The next morning, the police went forward in waves, rows of Martians in khaki gas masks and black helmets, revolvers drawn. A few blocks from the water, on Rincon Hill, a knoll tall as a four-story building, a crowd of longshoremen gathered. From widemouthed riot guns police thumped out gas shells that sliced through dry brown grass and sparked it like tinder. Strikers scorched their fingers on the shells and hurled them back down the hill. Blue smoke from the gas, black and gray from the grass, an oily stink that pushed the armies away from one another. Up the knoll went the strikers. Policemen in ripped uniforms, blood dripping from facial wounds, squinted and aimed and unloaded revolvers and rifles. A striker crested and fell, shot like a turkey. A tear-gas salesman, deputized, cheered. The smoke stank of vomit and gunfire. Airplanes dipped and whined, dropping messages to police command.
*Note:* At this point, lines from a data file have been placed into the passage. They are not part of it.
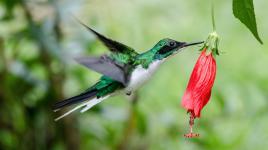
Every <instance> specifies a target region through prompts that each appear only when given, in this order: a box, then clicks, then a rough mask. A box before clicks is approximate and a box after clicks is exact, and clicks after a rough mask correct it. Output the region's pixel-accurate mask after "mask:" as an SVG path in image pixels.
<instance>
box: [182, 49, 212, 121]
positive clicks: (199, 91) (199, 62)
mask: <svg viewBox="0 0 268 150" xmlns="http://www.w3.org/2000/svg"><path fill="white" fill-rule="evenodd" d="M215 76H216V61H215V59H214V56H213V53H212V52H210V53H209V54H207V53H206V48H204V49H203V50H202V52H201V54H200V56H199V58H198V60H197V62H196V64H195V66H194V69H193V72H192V74H191V77H190V80H189V82H188V86H187V89H186V91H185V93H184V95H183V97H182V106H183V107H184V108H186V109H187V111H188V112H190V113H191V116H192V117H193V118H196V117H198V118H199V117H200V113H201V110H202V108H203V107H204V106H205V105H206V104H207V103H208V101H209V99H210V96H211V89H212V86H213V83H214V80H215Z"/></svg>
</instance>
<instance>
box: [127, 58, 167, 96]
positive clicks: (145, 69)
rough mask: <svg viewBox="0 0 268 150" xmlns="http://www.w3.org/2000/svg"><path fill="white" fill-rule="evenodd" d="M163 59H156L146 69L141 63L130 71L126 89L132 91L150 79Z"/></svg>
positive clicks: (162, 61) (156, 69)
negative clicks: (128, 79) (143, 66)
mask: <svg viewBox="0 0 268 150" xmlns="http://www.w3.org/2000/svg"><path fill="white" fill-rule="evenodd" d="M163 61H164V60H157V61H155V62H152V63H151V64H150V65H149V67H148V68H147V69H145V68H143V67H142V66H141V65H139V66H137V68H136V69H135V70H134V71H133V72H132V74H131V77H130V81H129V84H128V86H127V87H126V90H127V91H134V90H136V89H137V88H139V87H140V86H141V85H142V84H144V83H145V82H146V81H147V80H149V79H150V77H151V76H152V74H153V73H154V72H155V71H156V70H157V68H158V67H159V65H160V64H161V63H163Z"/></svg>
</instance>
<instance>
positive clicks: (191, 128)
mask: <svg viewBox="0 0 268 150" xmlns="http://www.w3.org/2000/svg"><path fill="white" fill-rule="evenodd" d="M194 119H195V116H194V115H193V113H192V112H190V120H189V125H190V133H187V134H184V137H186V138H195V137H199V135H200V134H199V133H193V125H194Z"/></svg>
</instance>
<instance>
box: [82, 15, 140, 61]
mask: <svg viewBox="0 0 268 150" xmlns="http://www.w3.org/2000/svg"><path fill="white" fill-rule="evenodd" d="M77 20H78V19H77ZM78 22H79V23H80V24H81V25H83V26H84V27H85V28H87V29H88V30H89V31H91V32H92V33H93V34H94V35H96V36H97V38H98V39H99V40H100V41H101V42H102V43H103V44H104V45H105V46H106V47H107V48H109V50H110V51H112V52H117V53H123V54H127V55H130V56H132V57H134V56H136V55H138V53H137V52H136V51H135V50H134V49H132V48H131V47H129V46H126V45H125V44H122V43H120V42H117V41H114V40H112V39H109V38H107V37H105V36H104V35H102V34H100V33H98V32H97V31H95V30H93V29H92V28H90V27H89V26H87V25H85V24H84V23H82V22H81V21H79V20H78Z"/></svg>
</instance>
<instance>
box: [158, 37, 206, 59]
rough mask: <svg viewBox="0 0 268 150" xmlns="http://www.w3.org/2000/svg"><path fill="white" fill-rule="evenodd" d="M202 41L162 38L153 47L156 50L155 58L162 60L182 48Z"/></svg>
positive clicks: (179, 50) (200, 43)
mask: <svg viewBox="0 0 268 150" xmlns="http://www.w3.org/2000/svg"><path fill="white" fill-rule="evenodd" d="M201 43H203V42H196V43H186V42H178V41H175V40H172V39H169V38H165V39H162V40H160V41H159V42H158V43H157V44H156V45H155V46H154V48H153V49H154V52H155V53H154V59H158V60H161V59H164V58H168V57H169V56H172V55H174V54H177V53H178V52H180V50H181V49H182V48H184V47H187V46H191V45H196V44H201Z"/></svg>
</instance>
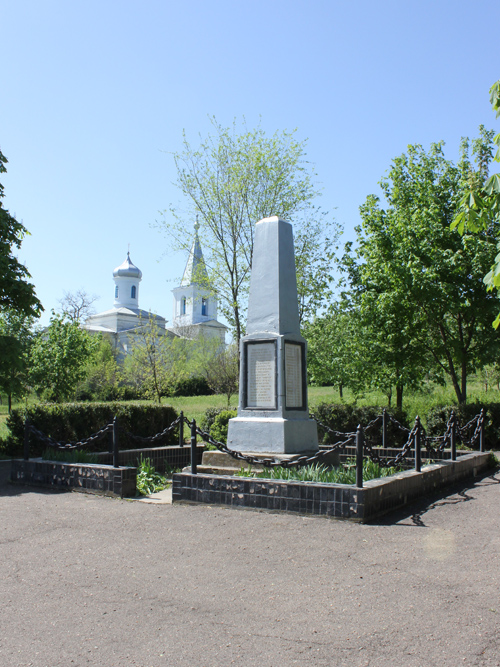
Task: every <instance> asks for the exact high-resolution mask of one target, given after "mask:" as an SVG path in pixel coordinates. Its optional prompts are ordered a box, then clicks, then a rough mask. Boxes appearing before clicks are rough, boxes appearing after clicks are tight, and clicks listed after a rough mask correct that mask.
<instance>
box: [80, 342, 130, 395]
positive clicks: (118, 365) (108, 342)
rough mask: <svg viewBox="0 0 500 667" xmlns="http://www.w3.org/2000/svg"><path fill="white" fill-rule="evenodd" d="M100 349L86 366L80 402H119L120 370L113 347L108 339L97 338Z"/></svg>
mask: <svg viewBox="0 0 500 667" xmlns="http://www.w3.org/2000/svg"><path fill="white" fill-rule="evenodd" d="M95 338H96V339H97V340H98V343H99V344H98V347H97V349H96V351H95V353H94V354H93V355H92V357H91V358H90V359H89V360H88V362H87V363H86V364H85V368H84V373H85V375H84V378H83V380H82V381H81V382H80V383H79V384H78V387H77V392H76V395H77V398H78V400H82V399H83V400H87V399H92V400H94V401H110V400H117V399H119V398H120V395H121V388H120V368H119V365H118V363H117V361H116V358H115V353H114V351H113V347H112V345H111V343H110V342H109V340H108V339H107V338H104V337H102V336H101V335H98V336H95Z"/></svg>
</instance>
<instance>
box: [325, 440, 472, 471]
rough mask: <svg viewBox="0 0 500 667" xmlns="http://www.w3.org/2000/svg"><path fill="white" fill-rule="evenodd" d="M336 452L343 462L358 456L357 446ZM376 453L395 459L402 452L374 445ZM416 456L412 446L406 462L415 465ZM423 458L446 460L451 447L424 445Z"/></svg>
mask: <svg viewBox="0 0 500 667" xmlns="http://www.w3.org/2000/svg"><path fill="white" fill-rule="evenodd" d="M320 449H321V450H325V449H330V448H329V447H325V446H321V445H320ZM334 451H335V452H337V453H338V455H339V460H340V461H342V463H345V462H346V461H347V460H348V459H355V458H356V447H339V449H335V450H334ZM373 451H374V452H375V453H376V454H378V455H379V456H380V457H382V458H384V459H393V458H395V457H396V456H397V455H398V454H401V449H397V448H395V447H385V448H383V447H374V450H373ZM463 453H465V450H462V451H460V450H459V451H458V456H460V455H461V454H463ZM414 457H415V448H414V447H412V448H410V452H409V454H408V459H407V461H406V463H407V464H408V465H409V466H412V465H413V462H412V461H413V459H414ZM421 459H422V461H428V460H431V461H445V460H448V459H451V449H444V450H443V451H442V452H438V451H436V452H427V450H426V448H425V447H422V453H421Z"/></svg>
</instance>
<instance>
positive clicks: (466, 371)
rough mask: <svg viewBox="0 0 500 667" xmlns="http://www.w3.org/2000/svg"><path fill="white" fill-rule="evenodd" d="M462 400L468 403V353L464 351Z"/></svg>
mask: <svg viewBox="0 0 500 667" xmlns="http://www.w3.org/2000/svg"><path fill="white" fill-rule="evenodd" d="M462 399H463V400H462V402H463V403H467V354H466V353H465V352H463V353H462Z"/></svg>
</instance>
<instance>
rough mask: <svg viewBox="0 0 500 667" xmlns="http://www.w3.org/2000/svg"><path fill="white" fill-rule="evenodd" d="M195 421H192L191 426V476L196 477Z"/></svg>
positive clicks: (195, 425)
mask: <svg viewBox="0 0 500 667" xmlns="http://www.w3.org/2000/svg"><path fill="white" fill-rule="evenodd" d="M196 465H197V461H196V421H195V420H194V419H193V423H192V425H191V474H192V475H196V473H197V470H196Z"/></svg>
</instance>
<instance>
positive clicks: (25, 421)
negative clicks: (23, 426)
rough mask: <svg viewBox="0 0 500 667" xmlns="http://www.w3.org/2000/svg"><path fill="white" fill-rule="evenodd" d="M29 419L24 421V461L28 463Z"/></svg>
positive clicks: (28, 454)
mask: <svg viewBox="0 0 500 667" xmlns="http://www.w3.org/2000/svg"><path fill="white" fill-rule="evenodd" d="M29 425H30V422H29V419H28V417H26V418H25V420H24V443H23V444H24V451H23V454H24V460H25V461H29V458H30V430H29Z"/></svg>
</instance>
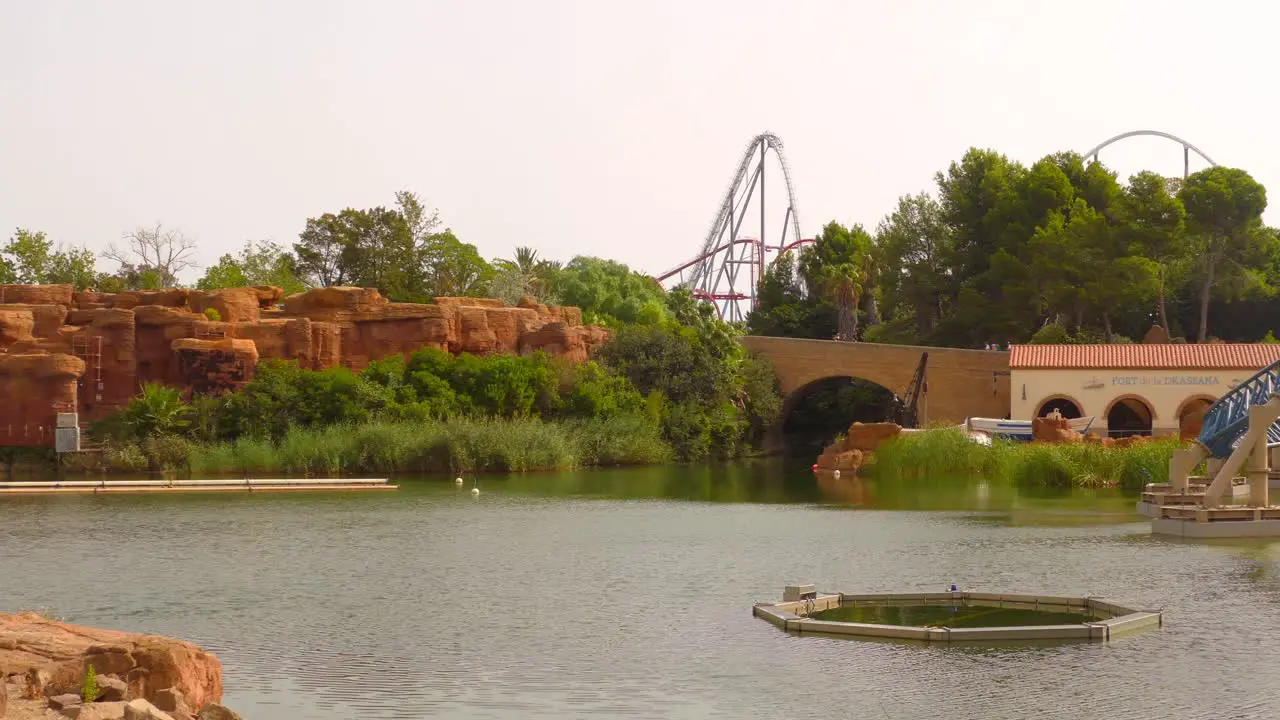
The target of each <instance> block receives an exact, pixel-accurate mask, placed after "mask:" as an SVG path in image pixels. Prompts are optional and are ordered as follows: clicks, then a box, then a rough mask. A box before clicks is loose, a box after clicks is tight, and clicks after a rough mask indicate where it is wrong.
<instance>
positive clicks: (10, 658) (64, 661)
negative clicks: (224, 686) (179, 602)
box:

Horse hooves thudded; out of the blue smoke went the charge, horses snorting and shrieking.

The strikers were ready with slingshots: two poles stretching a car tire inner tube hurled a three-pound stone fast and hard 400 feet, or less should a policeman agree to catch it with his belly. Back down the hill went the horses.

Up went another charge, replied to with another volley. The police charged again, and this time they took a wall, but the men behind it had gone missing. So it went, charges and stone volleys and feints and men vanishing like quicksilver.

The police found them. They blocked off both ends of the street in front of the union hall. A plainclothesman drove into the crowd, stepped out of his car, and opened up with a shotgun held at the hip, and in front of the hall he brought down three men. One pulled himself up and looked at the crowd with blood in his mouth, blood in his eyes, and then his head dropped and his jaw cracked like an egg.

At least thirty-three more nursed gunshot wounds that night. They were laid in rows in the union hall or hidden in bedrooms by wives and mothers and brokenhearted fathers who boiled water and pried bullets out with thick fingers while their men screamed and the neighbors cried. Down on the docks a boat landed, and into the city marched soldiers, the first of 5,000. A sharp wind snapped the fog, the gas, the smoke up into the atmosphere, but the smell of violence lingered.